The group’s security chief is Verhoven, who leads an armed group of cannon-fodder characters; he has a history with Hawker. They are comrades for the duration of their current predicament, but we’re given to understand that once the dust settles, there will be trouble between them. You might guess that these two supposed enemies will come to completely respect and trust each other, and their relationship will end on a note of honour, and you may be right.

The baddies are another shadowy organisation out to collect the cold fusion technology for themselves, simply for profit. Their leader, Kaufman, was perhaps the one character who deviated from the usual template of baddies in this type of book. He was ruthless, had a bit of evil in him, but he wasn’t unreasonable. He’s set up as the main man to be taken down, in the video game end-level boss logic of most adventure stories. I was wrong about that. But in my expectations being confounded with this guy, I was a bit disappointed. Why? Is it because I actually wanted my action/adventure expectations met? Or maybe there’s comfort in familiar stories?

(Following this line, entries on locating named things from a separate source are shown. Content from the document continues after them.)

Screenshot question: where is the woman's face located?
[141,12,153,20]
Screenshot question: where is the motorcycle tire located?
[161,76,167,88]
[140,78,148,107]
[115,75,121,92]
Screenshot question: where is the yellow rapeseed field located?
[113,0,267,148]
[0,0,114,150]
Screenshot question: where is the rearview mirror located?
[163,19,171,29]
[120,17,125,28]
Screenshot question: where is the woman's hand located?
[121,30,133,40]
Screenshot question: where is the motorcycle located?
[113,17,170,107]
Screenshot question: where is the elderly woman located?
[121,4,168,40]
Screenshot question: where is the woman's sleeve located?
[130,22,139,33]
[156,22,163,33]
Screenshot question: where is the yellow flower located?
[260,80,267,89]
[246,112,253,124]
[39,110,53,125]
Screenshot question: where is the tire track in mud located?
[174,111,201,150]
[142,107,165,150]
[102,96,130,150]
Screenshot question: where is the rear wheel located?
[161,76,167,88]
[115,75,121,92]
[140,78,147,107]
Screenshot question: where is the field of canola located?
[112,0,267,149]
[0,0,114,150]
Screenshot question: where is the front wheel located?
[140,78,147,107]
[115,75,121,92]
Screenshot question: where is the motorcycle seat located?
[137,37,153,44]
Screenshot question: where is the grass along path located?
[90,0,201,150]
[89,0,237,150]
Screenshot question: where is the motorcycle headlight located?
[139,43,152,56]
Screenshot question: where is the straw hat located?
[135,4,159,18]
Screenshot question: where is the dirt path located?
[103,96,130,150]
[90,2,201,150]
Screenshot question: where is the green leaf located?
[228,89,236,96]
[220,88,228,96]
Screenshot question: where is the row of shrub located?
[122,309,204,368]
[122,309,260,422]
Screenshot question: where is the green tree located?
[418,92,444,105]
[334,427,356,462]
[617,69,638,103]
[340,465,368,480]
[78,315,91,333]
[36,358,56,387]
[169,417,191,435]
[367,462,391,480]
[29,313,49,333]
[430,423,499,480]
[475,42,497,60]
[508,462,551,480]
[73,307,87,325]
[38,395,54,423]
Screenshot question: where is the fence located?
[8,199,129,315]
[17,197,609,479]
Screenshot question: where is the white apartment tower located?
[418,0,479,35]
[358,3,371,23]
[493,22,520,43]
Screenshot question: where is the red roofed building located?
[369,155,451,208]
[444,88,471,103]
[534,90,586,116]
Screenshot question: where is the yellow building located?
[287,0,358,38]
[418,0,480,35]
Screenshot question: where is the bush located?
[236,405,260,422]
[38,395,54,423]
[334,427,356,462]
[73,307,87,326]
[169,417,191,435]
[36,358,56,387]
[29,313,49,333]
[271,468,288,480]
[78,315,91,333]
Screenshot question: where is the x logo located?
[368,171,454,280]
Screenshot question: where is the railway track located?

Natives who start off scary turn out to be honourable and friendly, and there is a firefight involving massive, scary monsters at the site of this temple. There are a couple of swindles and double-crosses, some you’ll have seen coming, some you won’t. When the book does kick into high gear, it’s exciting stuff, though.

I wasn’t totally on the mark with all my predictions about how the story would go, incidentally. One of the major disappointments was that, for all that it has its timing spot-on, The Mayan Conspiracy doesn’t have much in the way of apocalyptic material which you may expect for a book examining the now-well-known Mayan 2012 calendar mystery.

Also, for a story which places a massive, ancient, booby-trapped temple centre-stage, there was no sense of our adventurers solving puzzles. The problems to be cleared up are mainly from a historical or theoretical perspective – finding out what certain prophecies and artworks actually referred to, and a lot of examination of the how and why things came to be where they were. But there was no dynamic in this, no sense of harnessing and exploiting the temple’s secrets. Criminally, there’s a lot of telling and very little showing. And for all the locked-room mysteries and problems we could have had, most of the peril comes from outside; The Mayan Conspiracy is effectively a siege novel.

But as I say, there’s nothing wrong with this book. It is a holiday read, you won’t be bored, and a lot of research has gone into it. I would guess that this is the first part in a series, and I wouldn’t have a problem with revisiting these characters. It’s just that I feel I’ve read it all before.